森保監督のマネジメントの良さはどこにあるのか。選手選考や起用方法などを考察 (2ページ目)

  • text by Tsugane Ichiro
  • photo by Sano Miki

 しかし、世代交代が必要だからといって、年齢の高い選手を闇雲に切り捨てなかったのが森保流の丁寧さだったと思う。

 それまでの日本代表を長きにわたって支えた岡崎慎司、香川真司、乾貴士などのベテラン選手を、森保監督は少なくとも一度は日本代表に招集した。この意図は「年齢で招集されないことはない」とのメッセージを彼らに伝えたかったのだと思う。加えて、大舞台や勝負どころになれば、経験が豊富なベテランの存在が必要になるケースもある。もしかすると、いざという時にチームを好転させる資質の有無をチェックしたのかもしれない。

 丁寧な招集や起用は、ベテラン選手だけにとどまらない。これまで多くの日本代表監督は海外組を優遇してきた。もちろん、それには理由があって、海外組はJリーグで結果を残した能力の高い選手で、日常的に大きくて強い外国選手とわたりあっているので、日本代表でも高い戦力になるからだ。

 しかし、海外クラブに所属していれば誰でも彼でも、Jリーグ組より能力が上回っているわけではない。過去にはJリーグ組をチェックしないまま、海外クラブでプレーしているというだけで国内組よりレベルの低い選手を突拍子もなく招集した監督もいた。

 たが、森保監督はそうしたところがまったくない。
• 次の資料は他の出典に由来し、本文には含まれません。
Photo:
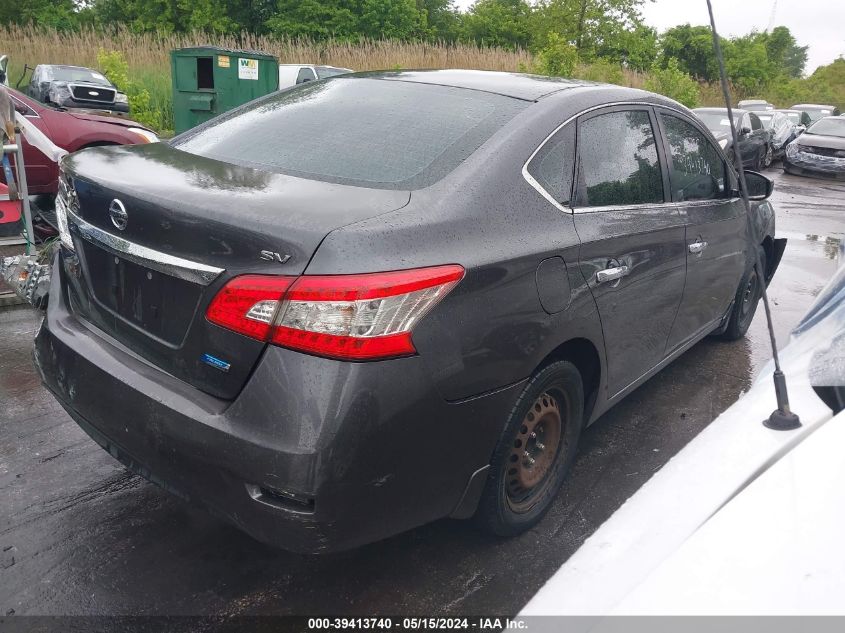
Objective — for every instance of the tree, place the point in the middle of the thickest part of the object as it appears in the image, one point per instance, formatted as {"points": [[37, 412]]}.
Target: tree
{"points": [[747, 63], [391, 19], [692, 48], [784, 53], [313, 19], [674, 83], [442, 19], [558, 58], [504, 23], [611, 29], [61, 15]]}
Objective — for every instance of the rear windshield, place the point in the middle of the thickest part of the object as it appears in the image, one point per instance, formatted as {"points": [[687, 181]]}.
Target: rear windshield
{"points": [[324, 72], [715, 121], [360, 131], [831, 126]]}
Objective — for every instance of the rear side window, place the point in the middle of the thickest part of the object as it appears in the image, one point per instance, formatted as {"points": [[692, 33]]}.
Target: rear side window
{"points": [[698, 172], [618, 162], [553, 165], [360, 131]]}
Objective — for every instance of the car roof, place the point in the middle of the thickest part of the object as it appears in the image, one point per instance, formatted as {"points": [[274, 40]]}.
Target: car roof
{"points": [[68, 66], [517, 85], [736, 111]]}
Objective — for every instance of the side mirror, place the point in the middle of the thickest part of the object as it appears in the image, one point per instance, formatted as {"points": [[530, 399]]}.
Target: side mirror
{"points": [[759, 187]]}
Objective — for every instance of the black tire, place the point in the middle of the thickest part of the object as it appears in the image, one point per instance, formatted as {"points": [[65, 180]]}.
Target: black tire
{"points": [[745, 303], [509, 506]]}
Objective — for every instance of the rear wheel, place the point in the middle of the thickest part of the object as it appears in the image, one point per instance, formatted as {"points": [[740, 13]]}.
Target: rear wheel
{"points": [[745, 302], [535, 451]]}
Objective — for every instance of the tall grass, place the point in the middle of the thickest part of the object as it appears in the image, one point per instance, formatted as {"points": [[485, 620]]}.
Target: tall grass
{"points": [[148, 54]]}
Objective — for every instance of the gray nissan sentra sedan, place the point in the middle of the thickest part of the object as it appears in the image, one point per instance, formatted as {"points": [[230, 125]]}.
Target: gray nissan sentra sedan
{"points": [[366, 303]]}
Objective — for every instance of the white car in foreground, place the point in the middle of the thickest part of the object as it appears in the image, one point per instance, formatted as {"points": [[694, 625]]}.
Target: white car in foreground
{"points": [[744, 520]]}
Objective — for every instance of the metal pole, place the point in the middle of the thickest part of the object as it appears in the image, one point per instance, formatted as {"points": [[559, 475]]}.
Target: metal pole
{"points": [[20, 167], [783, 418]]}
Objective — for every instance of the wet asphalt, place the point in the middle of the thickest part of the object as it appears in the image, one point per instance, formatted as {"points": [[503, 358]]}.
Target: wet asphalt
{"points": [[81, 535]]}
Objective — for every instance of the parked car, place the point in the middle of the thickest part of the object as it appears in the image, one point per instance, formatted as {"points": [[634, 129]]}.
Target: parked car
{"points": [[816, 111], [294, 74], [799, 118], [755, 105], [781, 130], [75, 87], [820, 151], [71, 131], [353, 307], [745, 520], [755, 148]]}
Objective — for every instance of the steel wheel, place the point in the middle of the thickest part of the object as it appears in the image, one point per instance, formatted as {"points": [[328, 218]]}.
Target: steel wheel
{"points": [[534, 452], [749, 295]]}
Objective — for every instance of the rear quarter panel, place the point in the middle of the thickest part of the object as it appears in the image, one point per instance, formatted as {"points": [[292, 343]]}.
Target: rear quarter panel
{"points": [[491, 330]]}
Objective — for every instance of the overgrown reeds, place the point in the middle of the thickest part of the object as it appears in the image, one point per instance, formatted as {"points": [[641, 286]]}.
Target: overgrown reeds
{"points": [[148, 56]]}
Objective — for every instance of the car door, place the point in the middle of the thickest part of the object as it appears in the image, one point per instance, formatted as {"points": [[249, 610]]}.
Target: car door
{"points": [[749, 141], [40, 171], [716, 229], [632, 241]]}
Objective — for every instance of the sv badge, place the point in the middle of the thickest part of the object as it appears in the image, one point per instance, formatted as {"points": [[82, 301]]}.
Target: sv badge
{"points": [[272, 256]]}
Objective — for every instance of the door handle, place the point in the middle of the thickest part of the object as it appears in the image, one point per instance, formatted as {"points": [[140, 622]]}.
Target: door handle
{"points": [[612, 274], [696, 247]]}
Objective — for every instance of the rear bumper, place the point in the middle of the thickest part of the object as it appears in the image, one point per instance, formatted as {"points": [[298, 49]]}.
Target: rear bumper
{"points": [[819, 169], [314, 455]]}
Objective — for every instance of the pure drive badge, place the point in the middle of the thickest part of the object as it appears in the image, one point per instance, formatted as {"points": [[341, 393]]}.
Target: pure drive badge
{"points": [[215, 362]]}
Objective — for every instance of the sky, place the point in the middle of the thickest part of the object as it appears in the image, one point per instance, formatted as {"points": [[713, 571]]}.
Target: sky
{"points": [[819, 24]]}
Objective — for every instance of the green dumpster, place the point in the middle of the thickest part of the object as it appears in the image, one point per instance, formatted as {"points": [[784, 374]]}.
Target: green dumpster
{"points": [[209, 80]]}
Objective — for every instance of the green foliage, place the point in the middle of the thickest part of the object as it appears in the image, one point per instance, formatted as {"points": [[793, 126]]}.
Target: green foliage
{"points": [[785, 56], [747, 63], [114, 66], [610, 29], [502, 23], [692, 49], [674, 83], [391, 19], [602, 71], [558, 58], [312, 19]]}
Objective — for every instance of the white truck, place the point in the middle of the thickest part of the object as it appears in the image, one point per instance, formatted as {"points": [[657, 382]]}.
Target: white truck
{"points": [[293, 74]]}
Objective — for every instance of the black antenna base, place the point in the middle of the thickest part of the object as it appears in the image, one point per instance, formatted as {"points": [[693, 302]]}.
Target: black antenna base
{"points": [[782, 421]]}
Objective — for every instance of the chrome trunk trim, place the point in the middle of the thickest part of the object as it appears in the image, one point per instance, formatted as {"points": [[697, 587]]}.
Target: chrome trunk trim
{"points": [[156, 260]]}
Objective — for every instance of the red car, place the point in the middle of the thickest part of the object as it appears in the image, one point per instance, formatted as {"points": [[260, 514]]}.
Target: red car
{"points": [[71, 131]]}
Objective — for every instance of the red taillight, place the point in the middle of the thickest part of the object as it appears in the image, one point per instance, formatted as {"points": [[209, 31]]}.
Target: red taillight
{"points": [[350, 317], [248, 304]]}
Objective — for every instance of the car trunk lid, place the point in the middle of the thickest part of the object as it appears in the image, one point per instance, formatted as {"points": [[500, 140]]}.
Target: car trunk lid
{"points": [[159, 231]]}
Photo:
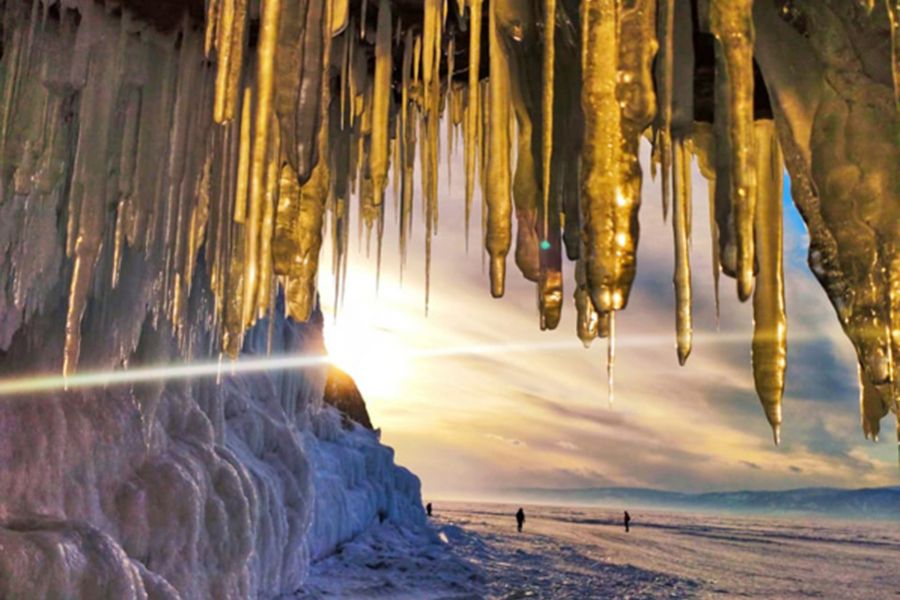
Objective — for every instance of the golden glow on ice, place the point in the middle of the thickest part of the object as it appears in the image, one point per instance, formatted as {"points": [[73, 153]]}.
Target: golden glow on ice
{"points": [[314, 110]]}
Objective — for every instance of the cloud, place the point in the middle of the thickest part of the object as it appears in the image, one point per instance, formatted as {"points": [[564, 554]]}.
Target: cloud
{"points": [[698, 427], [505, 440]]}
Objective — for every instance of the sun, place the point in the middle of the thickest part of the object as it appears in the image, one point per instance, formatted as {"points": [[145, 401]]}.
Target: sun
{"points": [[369, 350]]}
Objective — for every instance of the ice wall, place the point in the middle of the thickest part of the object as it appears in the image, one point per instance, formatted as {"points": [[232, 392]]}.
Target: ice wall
{"points": [[191, 489]]}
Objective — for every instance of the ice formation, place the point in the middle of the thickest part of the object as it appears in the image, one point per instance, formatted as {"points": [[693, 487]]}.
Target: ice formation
{"points": [[187, 162], [168, 170]]}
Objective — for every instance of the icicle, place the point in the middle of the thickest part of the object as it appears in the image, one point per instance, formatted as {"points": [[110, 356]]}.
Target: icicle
{"points": [[266, 271], [893, 8], [666, 85], [212, 18], [300, 293], [473, 109], [549, 65], [499, 205], [703, 144], [381, 100], [224, 30], [681, 181], [243, 176], [232, 34], [587, 324], [606, 213], [611, 358], [732, 23], [408, 151], [769, 318], [872, 407], [268, 38], [340, 16]]}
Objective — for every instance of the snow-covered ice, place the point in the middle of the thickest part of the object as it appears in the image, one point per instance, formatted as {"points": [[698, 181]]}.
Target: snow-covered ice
{"points": [[474, 551]]}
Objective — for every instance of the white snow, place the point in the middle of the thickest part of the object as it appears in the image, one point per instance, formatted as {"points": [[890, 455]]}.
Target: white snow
{"points": [[474, 551]]}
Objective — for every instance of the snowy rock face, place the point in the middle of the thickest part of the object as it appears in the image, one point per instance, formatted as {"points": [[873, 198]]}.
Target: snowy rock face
{"points": [[178, 489], [190, 489]]}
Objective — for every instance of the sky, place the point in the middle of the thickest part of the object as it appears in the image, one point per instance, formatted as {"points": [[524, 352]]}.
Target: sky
{"points": [[476, 400]]}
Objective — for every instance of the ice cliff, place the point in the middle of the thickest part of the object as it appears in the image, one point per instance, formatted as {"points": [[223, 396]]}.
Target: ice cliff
{"points": [[193, 489]]}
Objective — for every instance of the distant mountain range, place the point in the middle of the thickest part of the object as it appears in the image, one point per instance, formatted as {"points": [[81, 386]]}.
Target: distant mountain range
{"points": [[883, 503]]}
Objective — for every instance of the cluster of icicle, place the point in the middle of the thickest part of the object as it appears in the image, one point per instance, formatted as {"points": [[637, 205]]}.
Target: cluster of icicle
{"points": [[579, 192], [322, 106]]}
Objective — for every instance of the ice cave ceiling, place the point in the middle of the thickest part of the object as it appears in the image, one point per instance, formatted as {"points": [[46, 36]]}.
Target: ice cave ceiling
{"points": [[221, 142]]}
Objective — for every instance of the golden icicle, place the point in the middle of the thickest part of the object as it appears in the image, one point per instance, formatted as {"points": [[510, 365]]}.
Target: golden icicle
{"points": [[702, 143], [340, 16], [609, 247], [300, 293], [732, 23], [224, 32], [273, 168], [872, 407], [769, 318], [268, 38], [499, 205], [893, 8], [666, 73], [681, 182], [381, 102], [587, 325], [235, 59], [473, 112], [212, 18], [243, 176]]}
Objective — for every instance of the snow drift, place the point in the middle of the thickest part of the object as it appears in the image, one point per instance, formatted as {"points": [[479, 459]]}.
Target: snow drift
{"points": [[192, 489], [167, 489]]}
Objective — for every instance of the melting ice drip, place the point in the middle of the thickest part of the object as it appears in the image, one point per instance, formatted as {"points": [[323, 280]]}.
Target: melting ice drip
{"points": [[317, 101]]}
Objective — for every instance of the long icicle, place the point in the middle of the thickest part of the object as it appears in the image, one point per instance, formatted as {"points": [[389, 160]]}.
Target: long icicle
{"points": [[610, 248], [666, 80], [498, 192], [473, 113], [681, 180], [549, 63], [262, 120], [769, 318], [381, 102]]}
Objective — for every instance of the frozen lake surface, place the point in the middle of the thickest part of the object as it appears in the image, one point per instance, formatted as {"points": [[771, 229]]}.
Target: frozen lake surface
{"points": [[474, 551]]}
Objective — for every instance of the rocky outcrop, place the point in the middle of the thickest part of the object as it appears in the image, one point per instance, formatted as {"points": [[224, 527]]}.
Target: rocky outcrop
{"points": [[341, 392]]}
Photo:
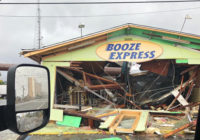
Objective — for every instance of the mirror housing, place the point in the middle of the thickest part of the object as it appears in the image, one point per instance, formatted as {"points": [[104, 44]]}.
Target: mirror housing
{"points": [[22, 116]]}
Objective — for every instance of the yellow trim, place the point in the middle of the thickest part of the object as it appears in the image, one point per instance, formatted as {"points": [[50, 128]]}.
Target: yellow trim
{"points": [[78, 40], [106, 32], [68, 133], [164, 31]]}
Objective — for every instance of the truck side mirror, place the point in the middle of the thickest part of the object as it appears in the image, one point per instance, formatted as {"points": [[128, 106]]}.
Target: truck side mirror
{"points": [[28, 98]]}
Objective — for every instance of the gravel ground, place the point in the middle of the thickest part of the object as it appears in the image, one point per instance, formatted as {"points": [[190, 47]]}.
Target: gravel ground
{"points": [[8, 135]]}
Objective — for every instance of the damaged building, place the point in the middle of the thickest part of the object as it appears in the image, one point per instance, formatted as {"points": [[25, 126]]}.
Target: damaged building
{"points": [[164, 75]]}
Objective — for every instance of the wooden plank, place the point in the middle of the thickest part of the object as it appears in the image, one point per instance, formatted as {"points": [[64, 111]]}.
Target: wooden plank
{"points": [[188, 69], [108, 114], [107, 123], [68, 77], [70, 107], [142, 124], [105, 86], [179, 129], [76, 113]]}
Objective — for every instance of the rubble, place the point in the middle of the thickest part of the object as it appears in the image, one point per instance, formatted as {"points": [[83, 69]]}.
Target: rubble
{"points": [[127, 98]]}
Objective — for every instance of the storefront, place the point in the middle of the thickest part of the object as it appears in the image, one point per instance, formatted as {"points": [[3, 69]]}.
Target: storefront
{"points": [[162, 53]]}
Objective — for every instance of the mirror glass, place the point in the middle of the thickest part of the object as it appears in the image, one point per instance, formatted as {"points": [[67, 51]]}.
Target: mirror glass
{"points": [[29, 120], [31, 88]]}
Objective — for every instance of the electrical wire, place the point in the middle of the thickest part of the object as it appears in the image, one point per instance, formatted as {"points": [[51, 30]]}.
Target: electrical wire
{"points": [[91, 16], [96, 2]]}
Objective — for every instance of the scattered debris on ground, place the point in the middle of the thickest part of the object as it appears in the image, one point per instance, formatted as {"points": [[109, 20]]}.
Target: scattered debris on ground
{"points": [[158, 98]]}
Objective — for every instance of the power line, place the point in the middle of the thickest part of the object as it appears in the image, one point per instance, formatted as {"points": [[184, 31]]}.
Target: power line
{"points": [[90, 16], [96, 2]]}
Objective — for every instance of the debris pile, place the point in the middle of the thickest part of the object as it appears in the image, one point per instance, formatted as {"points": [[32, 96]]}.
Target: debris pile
{"points": [[158, 97]]}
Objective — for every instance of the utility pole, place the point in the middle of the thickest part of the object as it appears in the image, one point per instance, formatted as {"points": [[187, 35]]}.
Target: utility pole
{"points": [[81, 26], [39, 23]]}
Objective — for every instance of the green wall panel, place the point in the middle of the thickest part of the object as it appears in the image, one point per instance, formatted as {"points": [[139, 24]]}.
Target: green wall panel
{"points": [[89, 53], [55, 114]]}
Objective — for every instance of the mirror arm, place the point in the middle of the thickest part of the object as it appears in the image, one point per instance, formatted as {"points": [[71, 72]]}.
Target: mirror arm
{"points": [[3, 125]]}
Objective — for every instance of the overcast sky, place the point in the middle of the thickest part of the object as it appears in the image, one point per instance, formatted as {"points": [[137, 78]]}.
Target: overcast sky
{"points": [[18, 33]]}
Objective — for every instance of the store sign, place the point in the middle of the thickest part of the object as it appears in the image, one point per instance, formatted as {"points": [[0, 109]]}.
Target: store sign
{"points": [[137, 51]]}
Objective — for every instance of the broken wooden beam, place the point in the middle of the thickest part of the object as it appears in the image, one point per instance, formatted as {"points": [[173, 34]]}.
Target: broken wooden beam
{"points": [[112, 70], [105, 86], [193, 123], [188, 69], [68, 77], [93, 122], [5, 67]]}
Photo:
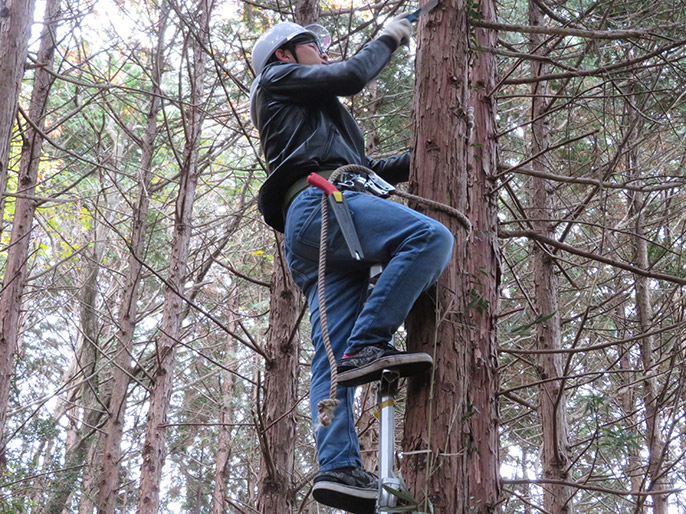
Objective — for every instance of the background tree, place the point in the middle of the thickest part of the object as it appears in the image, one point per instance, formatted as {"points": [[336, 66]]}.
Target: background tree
{"points": [[606, 83]]}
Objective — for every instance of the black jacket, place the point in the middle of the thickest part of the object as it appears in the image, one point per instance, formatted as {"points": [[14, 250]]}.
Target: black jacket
{"points": [[304, 127]]}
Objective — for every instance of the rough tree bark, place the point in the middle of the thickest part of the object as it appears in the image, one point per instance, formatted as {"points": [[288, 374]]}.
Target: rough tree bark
{"points": [[456, 322], [161, 386], [553, 403], [15, 27], [484, 270], [277, 420], [128, 303], [645, 313], [20, 239], [89, 327]]}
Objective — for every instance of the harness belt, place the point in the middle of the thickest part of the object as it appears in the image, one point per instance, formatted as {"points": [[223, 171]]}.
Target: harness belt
{"points": [[298, 187]]}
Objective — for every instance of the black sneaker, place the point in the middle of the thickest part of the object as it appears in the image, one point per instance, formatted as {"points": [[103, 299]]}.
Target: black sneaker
{"points": [[368, 363], [352, 490]]}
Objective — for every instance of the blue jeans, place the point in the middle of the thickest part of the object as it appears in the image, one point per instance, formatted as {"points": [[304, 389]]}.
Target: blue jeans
{"points": [[414, 249]]}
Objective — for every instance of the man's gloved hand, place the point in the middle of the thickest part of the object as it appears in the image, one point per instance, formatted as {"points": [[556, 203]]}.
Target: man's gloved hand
{"points": [[399, 28]]}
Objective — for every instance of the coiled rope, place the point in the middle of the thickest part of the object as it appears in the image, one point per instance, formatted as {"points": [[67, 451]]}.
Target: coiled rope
{"points": [[326, 407]]}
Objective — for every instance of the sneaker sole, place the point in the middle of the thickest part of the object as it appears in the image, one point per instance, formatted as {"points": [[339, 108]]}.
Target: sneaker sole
{"points": [[405, 364], [345, 497]]}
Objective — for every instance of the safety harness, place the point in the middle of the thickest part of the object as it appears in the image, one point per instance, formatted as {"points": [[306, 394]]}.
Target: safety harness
{"points": [[356, 178]]}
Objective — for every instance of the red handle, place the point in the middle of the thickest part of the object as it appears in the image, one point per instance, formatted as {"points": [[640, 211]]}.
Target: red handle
{"points": [[321, 183]]}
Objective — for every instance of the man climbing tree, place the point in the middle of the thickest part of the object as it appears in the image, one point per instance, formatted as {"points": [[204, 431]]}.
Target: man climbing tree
{"points": [[305, 129]]}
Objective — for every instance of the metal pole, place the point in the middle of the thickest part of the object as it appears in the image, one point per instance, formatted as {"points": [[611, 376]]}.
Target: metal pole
{"points": [[386, 406]]}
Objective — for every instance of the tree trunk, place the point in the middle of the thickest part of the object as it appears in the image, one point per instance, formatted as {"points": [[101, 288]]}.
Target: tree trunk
{"points": [[226, 416], [483, 268], [20, 239], [75, 457], [277, 421], [15, 28], [644, 309], [128, 304], [160, 393], [553, 402], [437, 432]]}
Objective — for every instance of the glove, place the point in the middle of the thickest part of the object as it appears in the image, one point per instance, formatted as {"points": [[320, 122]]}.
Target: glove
{"points": [[399, 28]]}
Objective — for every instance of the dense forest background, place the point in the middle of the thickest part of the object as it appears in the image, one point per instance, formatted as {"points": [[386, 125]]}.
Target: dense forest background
{"points": [[138, 293]]}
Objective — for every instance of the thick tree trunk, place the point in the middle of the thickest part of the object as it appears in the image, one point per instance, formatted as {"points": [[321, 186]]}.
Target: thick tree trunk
{"points": [[161, 386], [128, 303], [15, 27], [483, 268], [553, 402], [437, 431], [20, 239]]}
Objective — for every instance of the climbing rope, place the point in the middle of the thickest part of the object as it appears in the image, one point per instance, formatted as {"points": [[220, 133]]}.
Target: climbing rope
{"points": [[326, 407]]}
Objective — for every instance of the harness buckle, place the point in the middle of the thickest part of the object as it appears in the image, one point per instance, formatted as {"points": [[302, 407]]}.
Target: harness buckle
{"points": [[371, 183]]}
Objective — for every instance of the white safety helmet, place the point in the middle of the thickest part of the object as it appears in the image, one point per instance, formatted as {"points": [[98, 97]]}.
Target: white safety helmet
{"points": [[282, 33]]}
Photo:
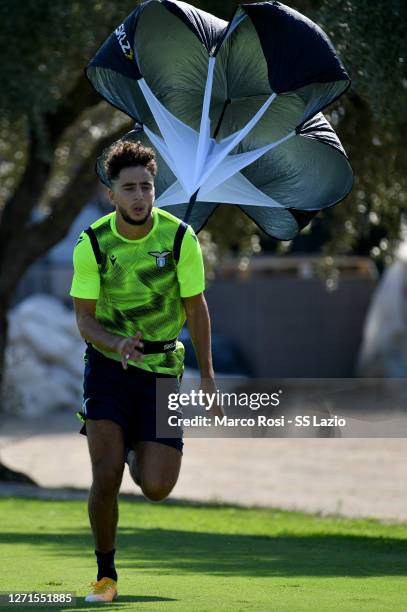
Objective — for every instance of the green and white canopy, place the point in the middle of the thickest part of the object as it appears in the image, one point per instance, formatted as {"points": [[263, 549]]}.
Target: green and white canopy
{"points": [[233, 109]]}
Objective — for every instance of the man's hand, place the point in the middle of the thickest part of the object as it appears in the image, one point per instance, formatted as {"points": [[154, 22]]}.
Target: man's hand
{"points": [[127, 349], [208, 385]]}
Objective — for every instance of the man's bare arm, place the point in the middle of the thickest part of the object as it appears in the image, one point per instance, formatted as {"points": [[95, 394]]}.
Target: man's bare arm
{"points": [[199, 326], [94, 332]]}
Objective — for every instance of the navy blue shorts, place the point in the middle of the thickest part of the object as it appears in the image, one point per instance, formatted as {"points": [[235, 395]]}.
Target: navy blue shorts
{"points": [[127, 397]]}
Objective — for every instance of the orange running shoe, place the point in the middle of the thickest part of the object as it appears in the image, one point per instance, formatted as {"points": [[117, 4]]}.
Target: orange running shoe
{"points": [[104, 589]]}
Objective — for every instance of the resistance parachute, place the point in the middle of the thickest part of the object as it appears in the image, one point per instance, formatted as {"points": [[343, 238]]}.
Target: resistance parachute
{"points": [[233, 109]]}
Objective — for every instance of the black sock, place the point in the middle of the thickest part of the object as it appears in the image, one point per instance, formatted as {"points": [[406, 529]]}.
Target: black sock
{"points": [[106, 568]]}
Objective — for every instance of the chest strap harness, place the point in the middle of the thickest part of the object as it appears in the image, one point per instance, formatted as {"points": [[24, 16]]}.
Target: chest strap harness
{"points": [[151, 347]]}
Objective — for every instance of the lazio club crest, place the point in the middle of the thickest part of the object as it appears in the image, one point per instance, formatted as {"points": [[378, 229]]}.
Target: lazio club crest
{"points": [[160, 258]]}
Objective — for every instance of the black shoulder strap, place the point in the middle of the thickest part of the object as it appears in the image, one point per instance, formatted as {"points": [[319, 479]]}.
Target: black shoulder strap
{"points": [[95, 245], [176, 251]]}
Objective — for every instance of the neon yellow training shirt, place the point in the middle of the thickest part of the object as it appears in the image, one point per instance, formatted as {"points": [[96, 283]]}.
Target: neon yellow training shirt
{"points": [[138, 285]]}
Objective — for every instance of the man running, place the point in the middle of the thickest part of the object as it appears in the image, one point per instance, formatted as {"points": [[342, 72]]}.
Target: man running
{"points": [[138, 275]]}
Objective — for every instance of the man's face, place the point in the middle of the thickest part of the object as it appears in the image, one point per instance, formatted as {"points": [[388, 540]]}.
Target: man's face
{"points": [[133, 194]]}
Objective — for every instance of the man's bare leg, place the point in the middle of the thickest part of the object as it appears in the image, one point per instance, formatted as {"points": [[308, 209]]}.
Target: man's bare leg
{"points": [[106, 448], [155, 468]]}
海外組を招集する一方、Jリーグにも足繁く通って、年齢にかかわらず能力やコンディションのいい選手を日本代表に引き入れてきた。これによって、Jリーグでプレーする選手もモチベーションを高く保つことにつながった。

 選手起用でも丁寧さは随所に見られた。日本代表は19年9月から始まったW杯アジア2次予選を8戦全勝。総得点46、総失点2で、格下に取りこぼしせずに勝ち点を積み上げたため、3月や6月の国際試合シリーズでは数多くの新たな戦力を試す余裕も生まれた。Jリーグからも多くの選手が起用されたが、どんな相手であっても結果を残した選手には、また次もチャンスを与えたのが印象的だった。